Gold and Silver reached their highest levels in three weeks after Washington and Tehran announced a two-week ceasefire, a signal markets interpreted as partial relief from tensions in the Middle East.
In that context, gold was down 0.17% at $4,769 after touching an intraday high of $4,888 earlier in the session. Silver, meanwhile, fell 1.35% to $74.315, slightly below its daily peak of $77.80.
The move was also supported by financial factors. According to Giovanni Staunovo, analyst at UBS, the rally was fueled by a weaker U.S. dollar—which fell more than 1% during the session—and by a sharp drop in oil prices. Brent crude plunged more than 15% and touched its lowest level in nearly a month, also shaping market expectations.
However, the outlook remains uncertain. Analysts at ING Group said market sentiment has shown signs of stabilization but noted that gold is still down roughly 11% from its February peak, as the conflict with Iran has paradoxically reduced its appeal as a safe-haven asset.
A more cautious view came from Sucden Financial, which warned the truce appears fragile and conditional, meaning the rally could reflect the immediate impact of headlines rather than a structural shift. In that sense, the outlook for precious metals will depend both on the durability of the agreement and the direction of monetary policy in the United States.
An unusual reaction to the conflict
During the conflict with Iran, the behavior of gold and silver surprised many analysts. Rather than acting as safe havens, both metals experienced broad declines, contradicting the traditional view that geopolitical tensions tend to boost their prices.
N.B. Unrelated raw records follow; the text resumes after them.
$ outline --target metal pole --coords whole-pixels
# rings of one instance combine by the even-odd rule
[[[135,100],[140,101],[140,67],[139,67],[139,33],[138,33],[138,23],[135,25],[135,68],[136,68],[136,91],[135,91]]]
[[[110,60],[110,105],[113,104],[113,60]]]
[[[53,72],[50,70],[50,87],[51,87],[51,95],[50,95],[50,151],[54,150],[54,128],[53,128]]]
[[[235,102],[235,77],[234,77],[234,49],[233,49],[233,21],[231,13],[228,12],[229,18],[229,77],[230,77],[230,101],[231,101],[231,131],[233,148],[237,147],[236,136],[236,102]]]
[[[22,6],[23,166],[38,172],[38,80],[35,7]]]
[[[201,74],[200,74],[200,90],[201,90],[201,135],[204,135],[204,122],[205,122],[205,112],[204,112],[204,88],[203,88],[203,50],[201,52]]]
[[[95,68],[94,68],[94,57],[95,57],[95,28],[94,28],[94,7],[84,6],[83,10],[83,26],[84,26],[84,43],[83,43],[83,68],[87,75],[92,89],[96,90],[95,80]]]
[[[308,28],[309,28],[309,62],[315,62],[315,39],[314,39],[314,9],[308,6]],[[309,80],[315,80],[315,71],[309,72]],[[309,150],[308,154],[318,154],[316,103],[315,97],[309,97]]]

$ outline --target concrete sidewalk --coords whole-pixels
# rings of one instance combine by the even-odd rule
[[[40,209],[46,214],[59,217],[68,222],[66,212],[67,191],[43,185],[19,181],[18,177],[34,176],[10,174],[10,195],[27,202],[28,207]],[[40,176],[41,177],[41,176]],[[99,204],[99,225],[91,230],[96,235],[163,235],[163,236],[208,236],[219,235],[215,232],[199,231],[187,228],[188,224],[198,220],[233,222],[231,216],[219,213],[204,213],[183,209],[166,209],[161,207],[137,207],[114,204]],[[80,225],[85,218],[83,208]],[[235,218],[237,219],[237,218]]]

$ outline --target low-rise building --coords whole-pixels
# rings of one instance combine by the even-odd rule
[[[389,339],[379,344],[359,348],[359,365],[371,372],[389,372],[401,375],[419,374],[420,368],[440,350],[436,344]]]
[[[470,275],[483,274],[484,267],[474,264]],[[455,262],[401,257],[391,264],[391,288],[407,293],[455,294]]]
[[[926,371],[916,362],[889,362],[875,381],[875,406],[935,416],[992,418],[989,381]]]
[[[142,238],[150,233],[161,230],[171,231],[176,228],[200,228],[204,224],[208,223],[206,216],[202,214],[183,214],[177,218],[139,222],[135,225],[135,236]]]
Part of this dynamic was explained by their inverse correlation with oil, which surged during the conflict. In fact, by late February—before the escalation—silver had reached about $93 while gold had surpassed $5,200, levels that remain far above current prices.
The metals also showed strong sensitivity to political developments. A warning by Donald Trump about a possible attack on Iran triggered a drop of more than 8% in silver and around 4% in gold late last week.
Fragile truce and focus on the Fed
The ceasefire announcement was made by Trump through Truth Social, where he said the agreement with Iran would last two weeks, conditional on the “full, immediate and safe” reopening of the Strait of Hormuz. According to him, the United States had already achieved its military objectives and received a ten-point peace proposal from Iran.
From Tehran, Iranian Foreign Minister Abbas Araghchi confirmed that Iranian forces would halt defensive operations if attacks stopped and said safe passage through the strait would be guaranteed during the agreed period.
Still, uncertainty remains. After the initial sharp drop, oil prices began to rebound, keeping inflation concerns alive and complicating the outlook for policy at the Federal Reserve.
Minutes from the Fed reflected a divided view: while some officials believe a prolonged conflict could weaken the labor market and justify rate cuts, others warn that inflation could remain elevated if crude prices rise again.